For now, "we really need to understand what this protein is doing and its relationship to other proteins," said the study's lead author, Dr. Keith Josephs, a professor of neurology at the Mayo Clinic in Rochester, Minn. He said that everyone has the protein, but the abnormal form is found "in different parts of the cell and in ball-like deposits in certain areas in the brain. It's already been linked to amyotrophic lateral sclerosis, or Lou Gehrig's disease, and frontotemporal dementia."
In the study on aging based at the Mayo Clinic, researchers looked for TDP-43 it in brain samples from 342 people in a study of aging at Mayo. All of them had amyloid plaques in the brain, but many did not have dementia symptoms before they died. Of the total number of participants, 195, or 57 percent, had the abnormal protein. Less than 5 percent of the healthy general population would be expected to have it.
The discovery, which was discussed recently at the Alzheimer's Association International Conference in Copenhagen, could provide a new target for developing drugs and other treatments for Alzheimer's, the most common form of dementia. The study, which also described a new type of brain imaging that can show tau tangles in living people for the first time, could explain why many people have plaques and tangles in their brain yet show no symptoms of the disease. Autopsies on 342 brains revealed that people who had the new protein were 10 times more likely to have been mentally impaired when they died than those without it.

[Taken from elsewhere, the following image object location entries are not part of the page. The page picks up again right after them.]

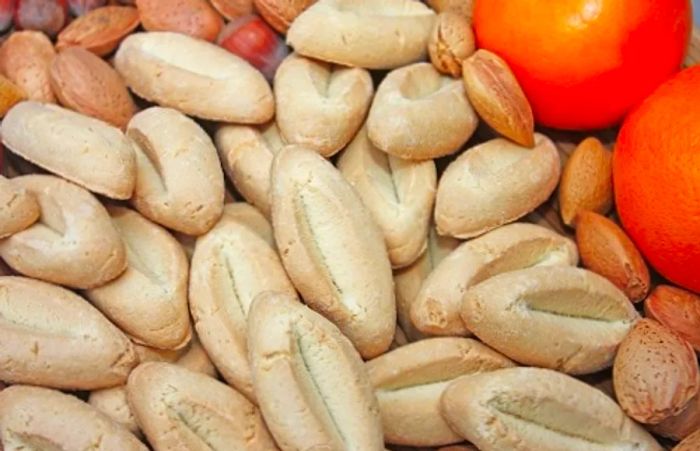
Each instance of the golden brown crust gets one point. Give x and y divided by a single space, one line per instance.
53 337
39 418
332 249
73 244
303 364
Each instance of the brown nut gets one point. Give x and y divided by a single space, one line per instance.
19 209
55 338
496 95
607 250
43 419
655 373
451 42
281 13
195 18
586 181
87 84
677 309
409 381
538 409
25 58
100 30
558 317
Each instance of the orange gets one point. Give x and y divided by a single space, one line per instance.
656 173
585 63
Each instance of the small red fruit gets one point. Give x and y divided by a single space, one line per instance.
80 7
253 40
48 16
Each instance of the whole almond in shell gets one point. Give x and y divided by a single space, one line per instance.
10 95
608 251
496 95
655 373
233 9
87 84
25 58
586 181
451 42
196 18
677 309
101 30
281 13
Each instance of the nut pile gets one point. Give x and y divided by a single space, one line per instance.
213 241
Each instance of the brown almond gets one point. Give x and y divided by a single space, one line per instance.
655 373
101 30
195 18
87 84
451 42
233 9
461 7
678 427
677 309
497 96
25 58
586 181
10 94
691 443
281 13
608 251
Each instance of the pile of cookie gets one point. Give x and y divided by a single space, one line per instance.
344 260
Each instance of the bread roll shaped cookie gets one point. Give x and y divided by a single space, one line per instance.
311 384
194 76
18 208
495 183
436 308
73 244
408 280
560 317
375 34
332 248
179 182
418 114
82 149
179 409
55 338
246 153
410 380
399 194
149 300
231 265
42 419
524 409
319 105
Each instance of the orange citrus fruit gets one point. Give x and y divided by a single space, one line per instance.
585 63
656 173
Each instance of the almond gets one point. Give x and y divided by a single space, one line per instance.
281 13
586 181
682 425
462 7
498 98
101 30
196 18
451 42
655 373
25 59
10 94
87 84
233 9
608 251
677 309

Previously, the only accurate diagnosis of Alzheimer's disease came after death, when brains were examined for amyloid and tau during an autopsy. Now there are methods to use imaging to reveal amyloid on brain scans, and an experimental product from Eli Lilly & Co. can do the same for tau. According to Dr. Clifford Jack, a Mayo Clinic dementia expert, tau correlates better with symptoms than amyloid does. Laurie Ryan of the National Institute on Aging, which funded both studies, agreed that the study was important in that it would help diagnose Alzheimer's and enroll people in studies testing treatments.

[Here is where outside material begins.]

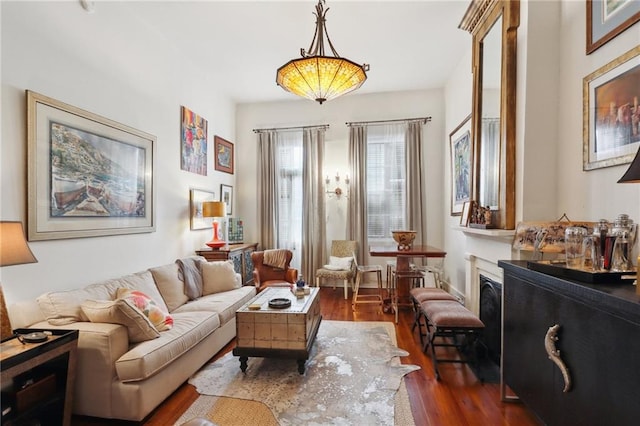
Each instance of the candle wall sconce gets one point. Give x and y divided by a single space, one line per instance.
332 187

The analysis of tau in the brain of people with Alzheimer's was described by researchers from Massachusetts General Hospital. After performing scans on 56 older people believed to be cognitively normal, they found that tau buildup in several brain regions correlated with memory decline. Of those who had the protein, 98 percent had dementia symptoms at the time of their death, versus only 81 percent of those without the protein.
How the new protein might be connected to Alzheimer's is uncertain. According to Josephs, "It's possible that it takes a while to get this protein. Maybe you have to have Alzheimer's developing for 25 years before this protein comes into play," Josephs suggested.

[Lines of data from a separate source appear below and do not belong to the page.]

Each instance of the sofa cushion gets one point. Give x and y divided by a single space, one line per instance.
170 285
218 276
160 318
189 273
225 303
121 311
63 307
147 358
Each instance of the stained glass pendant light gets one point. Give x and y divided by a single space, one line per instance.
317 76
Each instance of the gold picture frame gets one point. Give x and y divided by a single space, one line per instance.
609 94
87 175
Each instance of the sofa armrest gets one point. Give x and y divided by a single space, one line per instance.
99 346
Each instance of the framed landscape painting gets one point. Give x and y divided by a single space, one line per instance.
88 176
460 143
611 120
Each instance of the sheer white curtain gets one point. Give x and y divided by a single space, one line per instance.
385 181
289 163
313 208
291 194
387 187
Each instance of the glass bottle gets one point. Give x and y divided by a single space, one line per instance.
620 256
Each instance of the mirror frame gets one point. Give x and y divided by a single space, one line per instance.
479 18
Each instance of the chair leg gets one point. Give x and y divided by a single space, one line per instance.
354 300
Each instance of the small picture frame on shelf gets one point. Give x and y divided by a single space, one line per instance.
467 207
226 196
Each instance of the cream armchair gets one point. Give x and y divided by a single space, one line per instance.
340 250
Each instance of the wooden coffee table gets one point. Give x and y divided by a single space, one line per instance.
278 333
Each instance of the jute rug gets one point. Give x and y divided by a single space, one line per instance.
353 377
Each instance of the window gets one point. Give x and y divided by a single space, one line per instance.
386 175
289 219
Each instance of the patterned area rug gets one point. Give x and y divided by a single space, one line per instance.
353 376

Dr. Anton Porsteinsson, director of the Alzheimer's Disease Care, Research and Education Program at the University of Rochester School of Medicine in Rochester, N.Y., noted that the protein in question has been linked to other brain diseases. "Does this maybe mean that neurodegenerative disorders are part of a broader continuum?" asked Porsteinsson, who reviewed the findings of the new study. He added that the diseases may share a similar cause or similarities in their later stages.
Josephs said he plans on continuing research into the role this protein plays in Alzheimer's.